Signals to enter the market:
- On a decrease – the price is approaching the upper boundary of the Bollinger Bands, touches it, or breaks through it, and then rebounds off of it and returns within the channel again. After that, the red Heiken Ashi candle should pass the middle curve in the channel. After the closing of the bar in the lower half of the channel, a “down” trade is opened.
- On an increase – a similar price reflection occurs, only now it’s from the lower boundary of the Bollinger Bands. The signal is confirmed by the breakout of the rising candle in the middle of the boundary.

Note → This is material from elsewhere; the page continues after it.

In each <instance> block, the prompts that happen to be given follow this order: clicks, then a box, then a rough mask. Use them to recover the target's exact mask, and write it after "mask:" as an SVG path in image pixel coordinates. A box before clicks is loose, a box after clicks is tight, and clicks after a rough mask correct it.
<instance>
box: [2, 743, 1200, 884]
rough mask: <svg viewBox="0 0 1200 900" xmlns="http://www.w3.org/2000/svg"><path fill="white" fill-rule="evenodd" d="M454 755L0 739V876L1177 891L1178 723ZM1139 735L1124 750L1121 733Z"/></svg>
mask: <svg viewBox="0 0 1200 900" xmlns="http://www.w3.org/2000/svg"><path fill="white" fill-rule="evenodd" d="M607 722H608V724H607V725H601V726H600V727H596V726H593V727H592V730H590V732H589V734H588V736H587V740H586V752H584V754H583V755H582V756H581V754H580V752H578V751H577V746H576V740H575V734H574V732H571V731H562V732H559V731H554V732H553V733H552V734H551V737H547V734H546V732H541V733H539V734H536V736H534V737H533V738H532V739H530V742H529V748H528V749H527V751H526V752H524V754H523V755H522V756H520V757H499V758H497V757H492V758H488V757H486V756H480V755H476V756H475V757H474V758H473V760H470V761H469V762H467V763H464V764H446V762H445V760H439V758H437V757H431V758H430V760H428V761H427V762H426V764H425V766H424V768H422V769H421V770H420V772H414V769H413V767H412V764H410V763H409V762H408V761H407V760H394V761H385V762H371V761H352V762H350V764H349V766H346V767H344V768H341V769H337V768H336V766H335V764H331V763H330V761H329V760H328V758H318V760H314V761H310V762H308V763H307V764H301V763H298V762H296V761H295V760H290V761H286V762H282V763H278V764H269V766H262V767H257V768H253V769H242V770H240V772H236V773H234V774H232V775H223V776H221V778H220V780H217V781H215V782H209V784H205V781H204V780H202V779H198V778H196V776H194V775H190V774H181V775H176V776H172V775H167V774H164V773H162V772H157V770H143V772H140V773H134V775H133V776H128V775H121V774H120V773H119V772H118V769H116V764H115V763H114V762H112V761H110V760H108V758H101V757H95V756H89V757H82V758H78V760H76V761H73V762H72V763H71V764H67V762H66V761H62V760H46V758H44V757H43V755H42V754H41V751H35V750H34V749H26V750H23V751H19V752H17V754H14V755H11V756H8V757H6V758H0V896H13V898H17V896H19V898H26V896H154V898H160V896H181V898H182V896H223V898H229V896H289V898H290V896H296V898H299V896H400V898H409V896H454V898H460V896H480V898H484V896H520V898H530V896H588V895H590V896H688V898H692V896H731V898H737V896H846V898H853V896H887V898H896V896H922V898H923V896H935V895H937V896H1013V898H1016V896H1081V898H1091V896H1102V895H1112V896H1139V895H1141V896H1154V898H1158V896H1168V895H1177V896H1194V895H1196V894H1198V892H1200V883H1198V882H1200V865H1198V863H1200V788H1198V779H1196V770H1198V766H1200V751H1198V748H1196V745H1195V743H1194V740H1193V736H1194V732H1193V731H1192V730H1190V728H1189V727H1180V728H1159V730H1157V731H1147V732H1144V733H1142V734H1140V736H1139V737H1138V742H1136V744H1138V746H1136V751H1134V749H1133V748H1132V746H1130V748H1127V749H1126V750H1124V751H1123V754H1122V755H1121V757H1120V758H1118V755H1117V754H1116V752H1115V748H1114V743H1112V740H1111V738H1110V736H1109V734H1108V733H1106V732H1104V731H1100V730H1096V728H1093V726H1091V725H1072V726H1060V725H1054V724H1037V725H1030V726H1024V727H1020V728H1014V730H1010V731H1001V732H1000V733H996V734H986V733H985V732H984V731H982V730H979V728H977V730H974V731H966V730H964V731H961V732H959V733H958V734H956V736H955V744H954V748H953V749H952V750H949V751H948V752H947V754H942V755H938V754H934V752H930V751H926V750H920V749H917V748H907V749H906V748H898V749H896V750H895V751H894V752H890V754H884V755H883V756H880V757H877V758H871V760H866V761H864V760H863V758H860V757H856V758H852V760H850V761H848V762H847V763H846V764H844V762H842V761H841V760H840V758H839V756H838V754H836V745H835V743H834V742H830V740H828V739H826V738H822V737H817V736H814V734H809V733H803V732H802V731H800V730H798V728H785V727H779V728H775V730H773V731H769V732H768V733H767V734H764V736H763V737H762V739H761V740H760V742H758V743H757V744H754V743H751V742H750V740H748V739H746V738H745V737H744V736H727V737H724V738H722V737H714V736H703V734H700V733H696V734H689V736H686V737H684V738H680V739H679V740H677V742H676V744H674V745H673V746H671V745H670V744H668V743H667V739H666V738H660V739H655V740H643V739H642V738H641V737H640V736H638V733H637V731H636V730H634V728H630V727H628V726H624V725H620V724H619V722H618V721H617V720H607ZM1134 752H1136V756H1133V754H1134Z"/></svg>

A key moment is the point of intersection of the middle of the Moving Average located in the center of the Bollinger Bands channel. Before this boundary is broken, you cannot enter the market.
Expiration – about 5 bars is the best choice. This interval enables you to make a profit by overcoming the short-term correction that is possible in the first 1-2 candles after the signal. The last picture shows the same fragment of the chart as above, but on the trading terminal.
In conclusion, we should note that when trading on this strategy, you should not forget about the rules of money management. Therefore, the maximum amount of investment in a trading contract should be limited to 5% of the account balance.